One of the problems with China’s extensive and invasive internet control and censorship is just how efficient it is, thus “inspiring” many other countries around the world to either try to copy, or implement it in one way or another, to serve their particular situation and goals.
This appears to have manifested in Vietnam, whose authorities are said to be invested in fostering nationalism online, but also carefully monitoring social media in the hope of controlling content and narratives.
In 2016, Vietnam put to work 10,000 people making up the Force 47 cyber unit that is supposed to maintain a “healthy” online environment and, since late 2018, the country has had a unit whose task is to monitor the internet, sifting through up to 100 million news items every day in search of “misinformation”.

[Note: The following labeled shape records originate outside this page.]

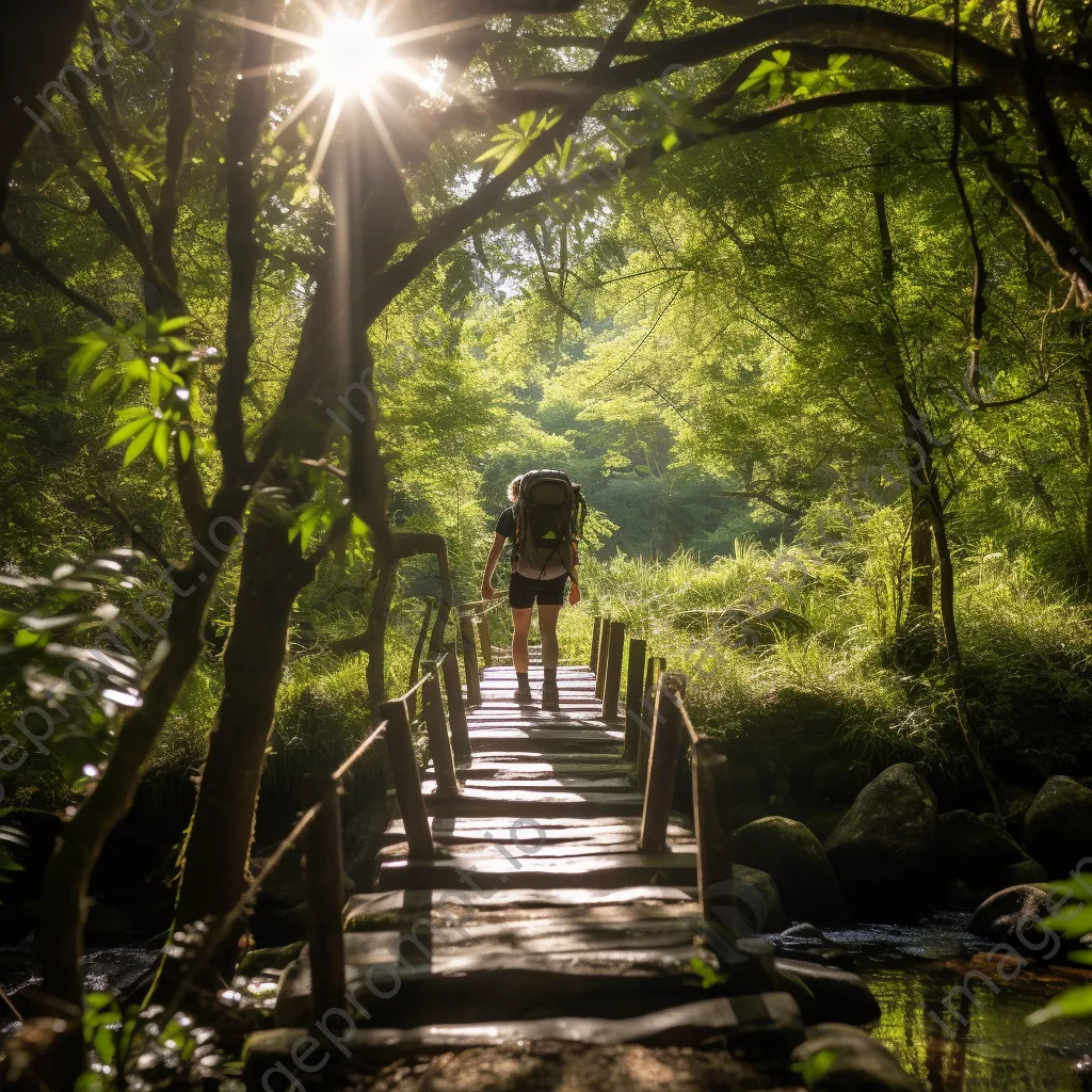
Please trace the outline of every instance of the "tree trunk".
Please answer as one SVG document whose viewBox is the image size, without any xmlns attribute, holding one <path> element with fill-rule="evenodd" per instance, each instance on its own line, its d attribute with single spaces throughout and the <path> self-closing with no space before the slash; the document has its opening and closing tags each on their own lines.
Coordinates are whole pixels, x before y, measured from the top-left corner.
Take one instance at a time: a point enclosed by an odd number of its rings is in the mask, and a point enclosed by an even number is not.
<svg viewBox="0 0 1092 1092">
<path fill-rule="evenodd" d="M 166 654 L 144 689 L 143 704 L 122 722 L 102 780 L 64 824 L 46 870 L 36 930 L 43 989 L 71 1005 L 82 1002 L 80 959 L 87 883 L 110 831 L 132 806 L 141 769 L 203 645 L 205 606 L 217 571 L 234 543 L 249 494 L 217 498 L 190 565 L 169 579 L 175 586 Z"/>
<path fill-rule="evenodd" d="M 66 86 L 83 79 L 74 72 L 62 73 L 61 69 L 87 7 L 87 0 L 35 0 L 9 4 L 4 11 L 0 46 L 0 216 L 8 201 L 8 179 L 31 132 L 35 127 L 45 132 L 57 124 L 38 96 L 48 99 L 46 86 L 59 78 L 66 80 Z M 59 94 L 55 87 L 55 97 Z"/>
<path fill-rule="evenodd" d="M 246 889 L 258 792 L 284 670 L 293 606 L 314 577 L 299 538 L 273 505 L 256 505 L 242 545 L 224 691 L 209 736 L 193 819 L 182 846 L 175 928 L 223 917 Z M 234 951 L 217 953 L 229 974 Z M 166 974 L 166 978 L 174 978 Z"/>
<path fill-rule="evenodd" d="M 933 614 L 933 529 L 929 524 L 928 500 L 923 490 L 910 487 L 910 598 L 907 621 Z"/>
</svg>

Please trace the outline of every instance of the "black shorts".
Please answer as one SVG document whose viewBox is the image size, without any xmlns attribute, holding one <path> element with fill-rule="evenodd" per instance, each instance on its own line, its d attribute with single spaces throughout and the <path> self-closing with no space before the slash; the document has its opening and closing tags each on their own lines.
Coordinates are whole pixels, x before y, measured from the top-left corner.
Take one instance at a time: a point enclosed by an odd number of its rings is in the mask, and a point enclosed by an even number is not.
<svg viewBox="0 0 1092 1092">
<path fill-rule="evenodd" d="M 569 577 L 561 573 L 554 580 L 532 580 L 513 572 L 508 581 L 508 604 L 517 610 L 525 610 L 538 601 L 541 607 L 559 607 L 565 603 L 565 585 Z"/>
</svg>

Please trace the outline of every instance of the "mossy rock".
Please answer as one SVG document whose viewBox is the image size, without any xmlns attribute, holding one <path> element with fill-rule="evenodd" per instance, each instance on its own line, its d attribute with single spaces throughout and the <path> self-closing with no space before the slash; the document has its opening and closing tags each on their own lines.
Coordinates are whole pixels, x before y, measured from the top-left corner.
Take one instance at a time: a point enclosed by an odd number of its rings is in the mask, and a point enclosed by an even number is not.
<svg viewBox="0 0 1092 1092">
<path fill-rule="evenodd" d="M 1092 857 L 1092 788 L 1048 778 L 1024 816 L 1024 845 L 1051 879 L 1064 879 Z"/>
<path fill-rule="evenodd" d="M 306 945 L 306 940 L 297 940 L 282 948 L 254 948 L 239 960 L 235 973 L 249 978 L 264 971 L 283 971 L 299 958 Z"/>
<path fill-rule="evenodd" d="M 773 877 L 793 921 L 844 924 L 848 917 L 822 844 L 803 823 L 768 816 L 740 827 L 733 836 L 734 859 Z"/>
<path fill-rule="evenodd" d="M 937 828 L 936 795 L 909 762 L 865 785 L 824 846 L 851 907 L 906 913 L 926 902 L 936 873 Z"/>
</svg>

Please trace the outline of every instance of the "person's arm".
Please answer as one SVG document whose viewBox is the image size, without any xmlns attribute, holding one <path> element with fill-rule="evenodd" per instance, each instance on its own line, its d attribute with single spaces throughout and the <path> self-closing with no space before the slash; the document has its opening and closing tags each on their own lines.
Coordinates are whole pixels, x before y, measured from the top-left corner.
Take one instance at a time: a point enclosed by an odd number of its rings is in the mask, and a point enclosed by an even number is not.
<svg viewBox="0 0 1092 1092">
<path fill-rule="evenodd" d="M 577 557 L 577 544 L 572 544 L 572 582 L 569 584 L 569 606 L 574 607 L 580 602 L 580 581 L 577 580 L 577 566 L 580 559 Z"/>
<path fill-rule="evenodd" d="M 497 562 L 500 560 L 507 541 L 499 532 L 494 535 L 492 548 L 489 550 L 489 559 L 485 563 L 485 574 L 482 577 L 483 600 L 491 600 L 497 595 L 497 589 L 492 586 L 492 574 L 497 571 Z"/>
</svg>

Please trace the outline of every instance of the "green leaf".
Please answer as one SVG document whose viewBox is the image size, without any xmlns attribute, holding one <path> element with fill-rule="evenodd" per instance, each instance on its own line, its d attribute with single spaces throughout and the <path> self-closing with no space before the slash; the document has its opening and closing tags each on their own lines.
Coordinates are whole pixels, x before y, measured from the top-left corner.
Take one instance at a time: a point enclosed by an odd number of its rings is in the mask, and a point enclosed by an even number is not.
<svg viewBox="0 0 1092 1092">
<path fill-rule="evenodd" d="M 830 1067 L 838 1061 L 838 1051 L 817 1051 L 810 1058 L 793 1063 L 793 1071 L 804 1078 L 804 1083 L 811 1088 L 821 1080 Z"/>
<path fill-rule="evenodd" d="M 104 368 L 91 384 L 90 393 L 97 394 L 111 379 L 114 379 L 114 372 L 109 368 Z"/>
<path fill-rule="evenodd" d="M 170 426 L 161 420 L 156 426 L 155 436 L 152 439 L 152 454 L 155 455 L 161 466 L 167 465 L 168 444 L 170 443 Z"/>
<path fill-rule="evenodd" d="M 158 427 L 159 422 L 153 418 L 145 427 L 142 432 L 136 435 L 136 438 L 126 448 L 126 458 L 121 460 L 122 466 L 128 466 L 134 459 L 139 458 L 141 452 L 152 442 L 152 437 L 155 436 L 155 430 Z"/>
<path fill-rule="evenodd" d="M 492 173 L 495 175 L 499 175 L 508 170 L 508 168 L 511 167 L 512 164 L 515 163 L 515 161 L 523 154 L 523 150 L 526 146 L 526 143 L 523 141 L 513 142 L 511 147 L 509 147 L 505 155 L 501 156 L 500 163 L 492 168 Z"/>
<path fill-rule="evenodd" d="M 1092 1016 L 1092 986 L 1075 986 L 1065 993 L 1058 994 L 1041 1009 L 1035 1009 L 1025 1018 L 1025 1023 L 1046 1023 L 1047 1020 L 1057 1020 L 1059 1017 L 1088 1017 Z"/>
<path fill-rule="evenodd" d="M 69 378 L 74 379 L 76 376 L 82 376 L 107 348 L 108 346 L 102 337 L 85 341 L 69 358 Z"/>
<path fill-rule="evenodd" d="M 119 443 L 124 443 L 130 437 L 135 436 L 142 428 L 147 426 L 150 419 L 152 419 L 152 414 L 147 410 L 138 411 L 139 416 L 134 416 L 127 424 L 122 425 L 107 441 L 106 450 L 109 451 L 110 448 L 116 448 Z M 118 415 L 121 416 L 120 414 Z M 152 420 L 154 425 L 154 419 Z"/>
</svg>

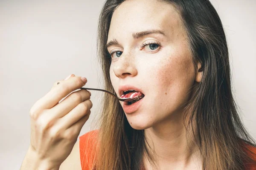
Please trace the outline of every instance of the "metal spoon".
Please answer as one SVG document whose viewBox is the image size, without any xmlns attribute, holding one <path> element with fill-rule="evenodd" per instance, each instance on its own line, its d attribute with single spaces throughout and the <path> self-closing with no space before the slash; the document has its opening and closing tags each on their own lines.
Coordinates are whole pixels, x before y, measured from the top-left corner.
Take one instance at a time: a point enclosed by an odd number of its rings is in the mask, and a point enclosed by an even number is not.
<svg viewBox="0 0 256 170">
<path fill-rule="evenodd" d="M 120 101 L 122 102 L 130 102 L 132 100 L 138 100 L 140 99 L 143 98 L 144 96 L 139 96 L 137 97 L 135 97 L 135 98 L 131 98 L 131 97 L 128 97 L 128 98 L 120 98 L 119 97 L 116 96 L 114 94 L 113 94 L 113 93 L 107 91 L 106 90 L 102 90 L 102 89 L 99 89 L 98 88 L 80 88 L 81 89 L 84 89 L 84 90 L 95 90 L 95 91 L 104 91 L 104 92 L 108 93 L 109 94 L 111 94 L 111 95 L 112 95 L 112 96 L 115 97 L 115 98 L 116 98 L 116 99 L 117 99 L 118 100 L 119 100 Z"/>
</svg>

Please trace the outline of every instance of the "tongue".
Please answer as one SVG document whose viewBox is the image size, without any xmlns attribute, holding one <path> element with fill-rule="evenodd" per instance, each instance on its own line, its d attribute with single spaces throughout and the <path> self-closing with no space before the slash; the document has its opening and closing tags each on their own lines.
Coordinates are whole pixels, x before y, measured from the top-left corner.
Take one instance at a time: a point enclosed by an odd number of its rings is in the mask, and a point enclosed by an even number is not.
<svg viewBox="0 0 256 170">
<path fill-rule="evenodd" d="M 143 94 L 142 93 L 136 91 L 133 91 L 128 93 L 127 94 L 123 94 L 121 96 L 121 97 L 122 98 L 130 97 L 132 99 L 134 99 L 142 96 L 143 96 Z"/>
</svg>

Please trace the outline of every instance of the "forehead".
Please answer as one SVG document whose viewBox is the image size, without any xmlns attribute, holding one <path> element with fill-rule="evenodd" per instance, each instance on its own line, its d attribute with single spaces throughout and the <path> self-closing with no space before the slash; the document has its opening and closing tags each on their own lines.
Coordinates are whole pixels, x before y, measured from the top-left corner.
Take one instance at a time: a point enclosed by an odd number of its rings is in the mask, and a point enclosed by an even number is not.
<svg viewBox="0 0 256 170">
<path fill-rule="evenodd" d="M 151 29 L 161 30 L 170 35 L 182 27 L 180 17 L 176 8 L 163 1 L 126 0 L 113 14 L 108 39 Z"/>
</svg>

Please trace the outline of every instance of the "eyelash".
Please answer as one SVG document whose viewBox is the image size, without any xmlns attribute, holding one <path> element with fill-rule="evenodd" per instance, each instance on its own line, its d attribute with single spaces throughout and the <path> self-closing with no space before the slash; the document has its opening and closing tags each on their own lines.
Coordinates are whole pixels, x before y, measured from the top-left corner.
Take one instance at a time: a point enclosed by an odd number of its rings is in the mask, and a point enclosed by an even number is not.
<svg viewBox="0 0 256 170">
<path fill-rule="evenodd" d="M 161 48 L 162 47 L 162 45 L 161 45 L 161 43 L 157 41 L 147 42 L 143 43 L 141 45 L 140 45 L 140 48 L 142 48 L 145 47 L 145 46 L 150 45 L 150 44 L 157 44 L 157 45 L 158 45 L 159 47 Z M 157 49 L 154 50 L 154 51 L 157 50 Z M 113 54 L 114 54 L 114 53 L 115 53 L 116 52 L 118 52 L 118 51 L 121 51 L 119 50 L 119 49 L 116 49 L 116 50 L 113 50 L 111 51 L 109 53 L 109 54 L 110 55 L 110 57 L 111 57 L 112 56 L 112 55 Z"/>
</svg>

As in China, tight control over social media is needed to prevent actions such as protests.
“As long as collective action is prevented, social media can serve as a pressure release valve for public opinion or even leave some elbow room for online activism,” writes Dien Nguyen An Luong, a visiting fellow with Singapore’s ISEAS institute.
He mentions several instances of protestations generating online outrage and eventually resulting in real-world consequences.
An example is the huge diplomatic row between Vietnam and Cambodia on one side and Singapore on the other, after the latter’s prime minister made comments regarding Vietnam’s role in removing the Pol Pot regime and the Khmer Rouge denounced on social media as offensive.
What these examples show is that Vietnam’s authorities have become highly sensitive and accommodating to nationalist opinions and backlash expressed online.
But given that this is happening at a time of a planned leadership reshuffle, the authorities seem to want to follow the popular sentiment as much as to lead, by means of controlling online space, apparently in the same vein as what is happening in China.